More recently, Lindsay authored a now-infamous report on Seattle’s “prolific offenders,” was featured prominently in KOMO-TV’s “Seattle is Dying” feature, and he was credited as a co-producer on the follow-up, titled “Fight for the Soul of Seattle.”

City councilmembers have expressed concerns over Davison’s tough-on-crime promises for the office, having introduced a bill in December that would lay out reporting requirements for her surrounding diversionary justice. Signaling an early power struggle between her and the council, she responded to that bill by implying it was related to the fact that she will be the first woman to serve as Seattle city attorney.

“None of my male predecessors faced a single preemptive move by Council to establish reporting requirements,” she said at the time.
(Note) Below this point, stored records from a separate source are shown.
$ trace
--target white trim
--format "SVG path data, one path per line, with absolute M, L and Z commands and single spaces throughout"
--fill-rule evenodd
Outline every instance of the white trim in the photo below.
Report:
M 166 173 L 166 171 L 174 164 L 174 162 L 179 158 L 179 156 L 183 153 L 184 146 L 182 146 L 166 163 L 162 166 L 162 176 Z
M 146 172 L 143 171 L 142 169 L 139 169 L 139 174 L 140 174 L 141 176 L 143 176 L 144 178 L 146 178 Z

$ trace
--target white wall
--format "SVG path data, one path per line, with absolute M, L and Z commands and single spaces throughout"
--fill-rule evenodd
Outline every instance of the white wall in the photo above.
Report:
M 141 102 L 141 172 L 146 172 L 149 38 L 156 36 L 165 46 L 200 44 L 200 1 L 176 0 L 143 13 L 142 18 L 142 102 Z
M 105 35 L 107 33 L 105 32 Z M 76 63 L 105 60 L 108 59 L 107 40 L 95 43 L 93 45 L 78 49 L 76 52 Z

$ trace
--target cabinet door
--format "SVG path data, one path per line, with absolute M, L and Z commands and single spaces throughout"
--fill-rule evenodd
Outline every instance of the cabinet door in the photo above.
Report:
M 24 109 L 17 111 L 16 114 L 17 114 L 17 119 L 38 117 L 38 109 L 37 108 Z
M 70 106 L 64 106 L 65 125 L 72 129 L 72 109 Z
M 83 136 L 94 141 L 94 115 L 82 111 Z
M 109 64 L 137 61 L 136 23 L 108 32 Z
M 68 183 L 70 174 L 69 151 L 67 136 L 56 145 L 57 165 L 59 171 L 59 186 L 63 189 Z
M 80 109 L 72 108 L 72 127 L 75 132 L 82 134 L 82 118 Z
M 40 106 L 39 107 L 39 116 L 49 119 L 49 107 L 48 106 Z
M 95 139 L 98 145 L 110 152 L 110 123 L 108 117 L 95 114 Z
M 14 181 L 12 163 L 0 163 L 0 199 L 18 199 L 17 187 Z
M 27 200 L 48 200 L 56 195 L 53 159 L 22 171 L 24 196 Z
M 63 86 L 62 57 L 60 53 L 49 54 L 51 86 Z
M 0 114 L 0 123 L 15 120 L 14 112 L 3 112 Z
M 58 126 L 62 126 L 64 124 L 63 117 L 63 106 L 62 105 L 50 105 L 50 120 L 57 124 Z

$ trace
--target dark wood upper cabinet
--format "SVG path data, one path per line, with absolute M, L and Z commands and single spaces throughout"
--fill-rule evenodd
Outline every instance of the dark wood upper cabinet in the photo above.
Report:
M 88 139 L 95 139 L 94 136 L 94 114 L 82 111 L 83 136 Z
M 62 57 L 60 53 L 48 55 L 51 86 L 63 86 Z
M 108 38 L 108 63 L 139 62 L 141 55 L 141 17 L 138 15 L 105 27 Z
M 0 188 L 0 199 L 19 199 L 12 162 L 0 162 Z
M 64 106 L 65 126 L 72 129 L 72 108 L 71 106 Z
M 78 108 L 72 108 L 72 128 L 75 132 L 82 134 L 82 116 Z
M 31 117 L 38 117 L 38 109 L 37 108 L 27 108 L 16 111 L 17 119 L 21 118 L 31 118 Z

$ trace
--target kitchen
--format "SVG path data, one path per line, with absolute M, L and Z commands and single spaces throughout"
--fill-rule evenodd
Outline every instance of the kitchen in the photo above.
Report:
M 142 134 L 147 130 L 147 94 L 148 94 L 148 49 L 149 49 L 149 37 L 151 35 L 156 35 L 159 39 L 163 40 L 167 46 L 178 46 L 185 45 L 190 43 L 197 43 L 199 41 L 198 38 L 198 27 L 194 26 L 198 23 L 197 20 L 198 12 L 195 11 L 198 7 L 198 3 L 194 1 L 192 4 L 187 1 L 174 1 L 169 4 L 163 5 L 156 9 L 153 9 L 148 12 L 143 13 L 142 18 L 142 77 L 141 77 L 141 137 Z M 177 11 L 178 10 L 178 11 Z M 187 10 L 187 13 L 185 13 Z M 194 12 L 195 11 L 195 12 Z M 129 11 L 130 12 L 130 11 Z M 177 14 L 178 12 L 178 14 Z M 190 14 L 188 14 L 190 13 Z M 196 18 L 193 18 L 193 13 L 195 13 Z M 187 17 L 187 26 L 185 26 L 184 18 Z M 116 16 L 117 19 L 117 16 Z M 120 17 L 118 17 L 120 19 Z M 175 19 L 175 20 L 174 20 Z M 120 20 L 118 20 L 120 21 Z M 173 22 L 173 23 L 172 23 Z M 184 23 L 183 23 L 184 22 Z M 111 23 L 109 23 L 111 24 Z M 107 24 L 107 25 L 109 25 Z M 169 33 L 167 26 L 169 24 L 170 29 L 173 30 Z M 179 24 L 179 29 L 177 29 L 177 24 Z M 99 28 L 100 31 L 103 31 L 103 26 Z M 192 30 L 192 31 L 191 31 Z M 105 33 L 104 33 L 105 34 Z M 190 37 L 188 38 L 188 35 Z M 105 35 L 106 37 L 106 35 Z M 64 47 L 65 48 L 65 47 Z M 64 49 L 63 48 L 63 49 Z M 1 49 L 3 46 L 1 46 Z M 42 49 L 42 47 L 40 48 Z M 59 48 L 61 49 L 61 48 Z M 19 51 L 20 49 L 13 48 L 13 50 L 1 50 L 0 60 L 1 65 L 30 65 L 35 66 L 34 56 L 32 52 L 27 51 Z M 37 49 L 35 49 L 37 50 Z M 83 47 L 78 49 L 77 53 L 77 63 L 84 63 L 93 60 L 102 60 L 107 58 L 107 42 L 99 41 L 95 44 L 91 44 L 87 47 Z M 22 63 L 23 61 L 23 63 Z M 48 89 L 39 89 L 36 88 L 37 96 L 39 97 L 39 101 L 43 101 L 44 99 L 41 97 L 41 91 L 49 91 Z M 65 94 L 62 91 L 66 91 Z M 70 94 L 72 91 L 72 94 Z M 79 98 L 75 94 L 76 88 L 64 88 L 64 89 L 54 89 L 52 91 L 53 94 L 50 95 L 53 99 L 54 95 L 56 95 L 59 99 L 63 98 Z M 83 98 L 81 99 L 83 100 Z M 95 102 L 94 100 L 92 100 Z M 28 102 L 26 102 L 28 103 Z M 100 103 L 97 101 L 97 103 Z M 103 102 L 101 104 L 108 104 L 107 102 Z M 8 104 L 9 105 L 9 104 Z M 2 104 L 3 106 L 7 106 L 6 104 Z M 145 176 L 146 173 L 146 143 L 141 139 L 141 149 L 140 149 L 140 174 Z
Seattle City Attorney-elect slams council’s ‘rushed’ effort to change diversion rules

Seattle City Council

Seattle City Council won’t be without its own changes in 2022, starting with new at-large Councilmember Sara Nelson.

Nelson operates at a similar end of the political spectrum as Harrell, voicing support for increased police staffing and Compassion Seattle’s homelessness proposals, and issuing criticism for the council’s “far left agenda.”

Sara Nelson: Wins for moderate candidates prove Seattle’s ‘political landscape has shifted’

Her arrival also marks the departure of Councilmember Lorena Gonzalez, who lost to Harrell in the mayoral election. Gonzalez’s policies during her tenure on the dais aligned with her progressive colleagues, with Nelson likely to join Debora Juarez and Alex Pedersen in the more moderate wing of councilmembers.

With Gonzalez leaving, that also leaves a vacancy for council president. Generally, the position — which councilmembers vote on themselves — goes to a longer-tenured member. Bruce Harrell served as council president after eight years on the dais, while Gonzalez was appointed after five. As of now, Kshama Sawant is the longest tenured city councilmember at eight years as of 2022, followed by Lisa Herbold and Debora Juarez at six years each, and Teresa Mosqueda at five years.